Turning back to your original question, one can use this to show that
$$\frac{N_{2\alpha \sqrt{d},d}}{N_{\alpha \sqrt{d}, d}} = e^{\chi_{\alpha}' \sqrt{d}} \cdot (C^*_{\alpha})^d$$,
where $0 < C^*_{\alpha} < 2$ is some constant depending only on $\alpha$ and $|\chi_\alpha|$ is bounded by some constant also depending only on $\alpha$. Again, $C^*_{\alpha}$ is less than $2$ because ``the integer lattice has too many short points.'' I.e., it is in some sense a really really bad sphere packing [***].
[*] This particular bound is from my thesis (On the Gaussian measure over lattices), where I give an easy proof using the theta function $\Theta(\tau) := \sum_{z \in \mathbb{Z}} e^{-\tau z^2}$. (I'm sure that this result is not original, and the technique of using the theta function was already used by Mazo and Odlyzko in [**] to approximate $N_{r,d}$ in a more interesting regime.)
[**] Mazo and Odlyzko. Lattice Points in high-dimensional spheres, 1990. https://link.springer.com/article/10.1007/BF01571276 .
[***] With Oded Regev, we showed that it's actually ``the worst packing'' in a certain precise sense, up to a certain error term: https://arxiv.org/abs/1611.05979 . Basically, its theta function is almost maximal for stable (aka, "non-degenerate") lattices.

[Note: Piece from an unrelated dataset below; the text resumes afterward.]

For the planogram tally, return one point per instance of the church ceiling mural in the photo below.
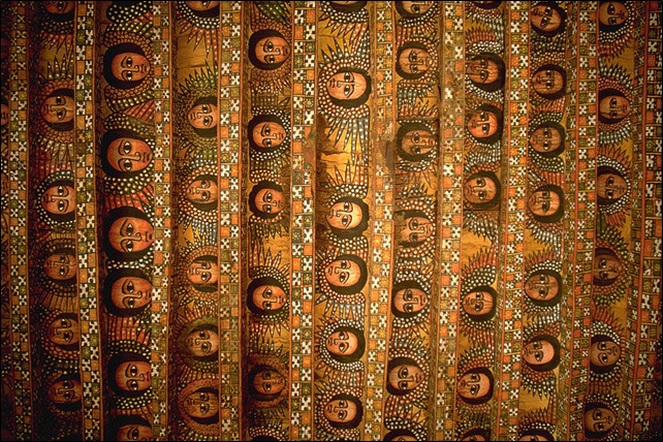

[****] To see this, notice that if we sample a random point $t$ from the cube $[0,1/2]^d$, the expected number of points in a ball of radius $r-\sqrt{d}/2$ around $t$ must equal the volume of the ball exactly. In particular, there exists a $t$ such that this value is at least the volume, and since this $t$ is in the cube, the ball of radius $r$ around the origin contains this ball. (The upper bound follows from the same argument.)
Best Answer
Asymptotic formulas might be asking for a lot, but there is some work by I. Barany et al. See:
RANDOM POINTS AND LATTICE POINTS IN CONVEX BODIES IMRE BA ́RA ́NY (in BAMS 2008) and the paper referred to therein by Balog/Barany:
Balog, Antal(H-AOS); Bárány, Imre(H-AOS) On the convex hull of the integer points in a disc. Discrete and computational geometry (New Brunswick, NJ, 1989/1990), 39–44, DIMACS Ser. Discrete Math. Theoret. Comput. Sci., 6, Amer. Math. Soc., Providence, RI, 1991. 11H06 (11P21 52C07)
The former talks about some nice probabilistic results, the latter shows that there is an estimate of the form $c_1r^{2/3} \leq N(r) \leq c_2 r^{2/3},$ where $N(r) = C_n,$ and $r=n$ in your notation.
EDIT Answering my own question in the comments: it is a result of Renyi-Sulanke, 1963, that for $n$ random points in the disk, the expected number of extremal points is $O(n^{1/3}),$ so this is of the same order as for lattice points. A bit surprising.